If, arbitrarily, head movements and moving objects are excluded from consideration, eye movements are restricted to jumps (saccades) that are separated by eye pauses. Since the jumps are quick, useful vision occurs during eye pauses only. Vision is then based upon a series of quasi-stationary retinal images which are shifted a few times each second. These basic facts lead to the following rather straightforward division of research problems in visual tasks: (1) vision from a brief stationary image, (2) the control of eye saccades, and (3) the integration of successive images into one continuous visual impression. Of course, the relations between these three separate types of process have to be established as well.

The aim of the present contribution is to show that this view has led to fruitful research aimed at understanding both visual search and reading. The approach is advocated for further studies of visual activities.

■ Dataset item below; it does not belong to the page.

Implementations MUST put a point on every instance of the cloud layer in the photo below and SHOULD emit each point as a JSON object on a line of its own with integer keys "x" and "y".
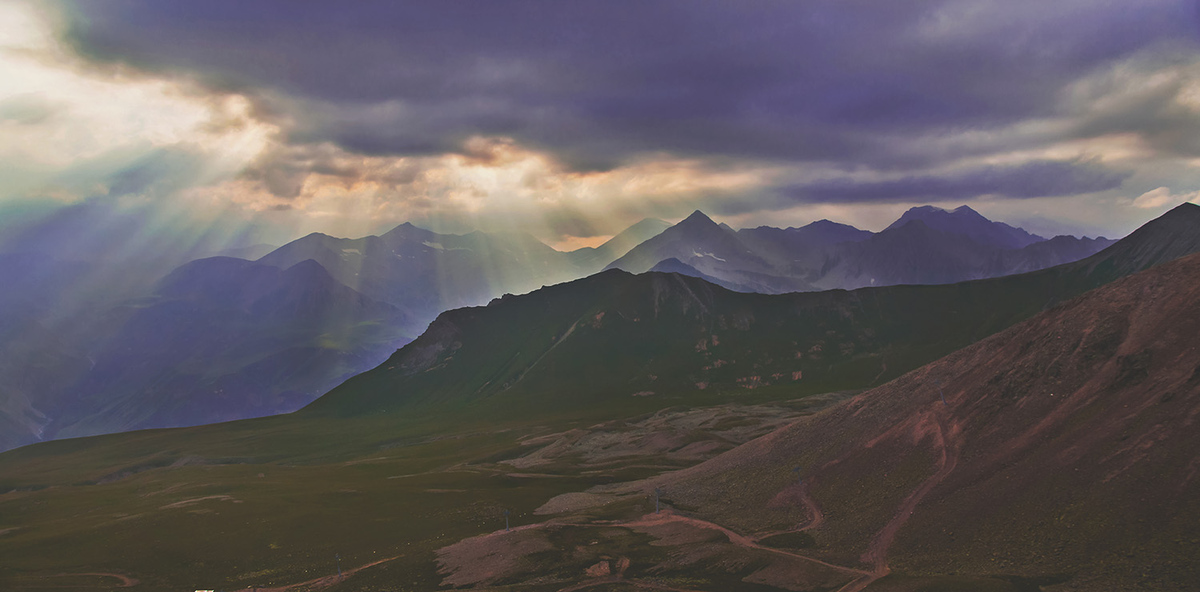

Studies on vision from brief stationary images have to concentrate on eccentric rather than on foveal vision, and on presentation durations representative of eye pause durations. They should also preferably concern structured rather than homogeneous visual fields or backgrounds. The latter distinction is of importance because of the strong adverse interactions between neighboring objects, which prevent studies with homogeneous backgrounds from being representative of many conditions in daily life. These lateral interferences are specific in the sense that certain stimulus properties interact selectively among each other over relatively long retinal distances. Although the interactions may extend not only in space but in time as well, the lateral interferences probably limit the functional visual field more than the effects of backward and forward masking.

Control of eye saccades is a difficult research problem in its own right. There is a wide range of processing levels where eye guidance may originate. A preliminary division might distinguish between (a) semiautonomous guidance by motor routines; (b) sensory and perceptual guidance by visual, auditory, and tactual objects and; (c) cognitive guidance by knowledge and expectation on as many different levels of complexity as one might wish to distinguish, including individually unique factors. These levels should be seen as cooperating rather than as being mutually exclusive. Indeed, eye saccades may reflect the complexities of man himself. Now that eye monitoring equipment is more generally available, the task of research might be to peel off from reality reduced situations in which relatively simple and amenable types of control appear dominant.

On the integration of visible information from successive images, some data exist that suggest that the visual system does not need advance information on eye saccades in order to integrate perceptually the incoming information. Some preliminary evidence suggests that eccentric recognition may sometimes be slower than foveal recognition, so that the internal recognition process may not always be all that successive.

Applications of the above research questions to processes of search and of reading are demonstrated.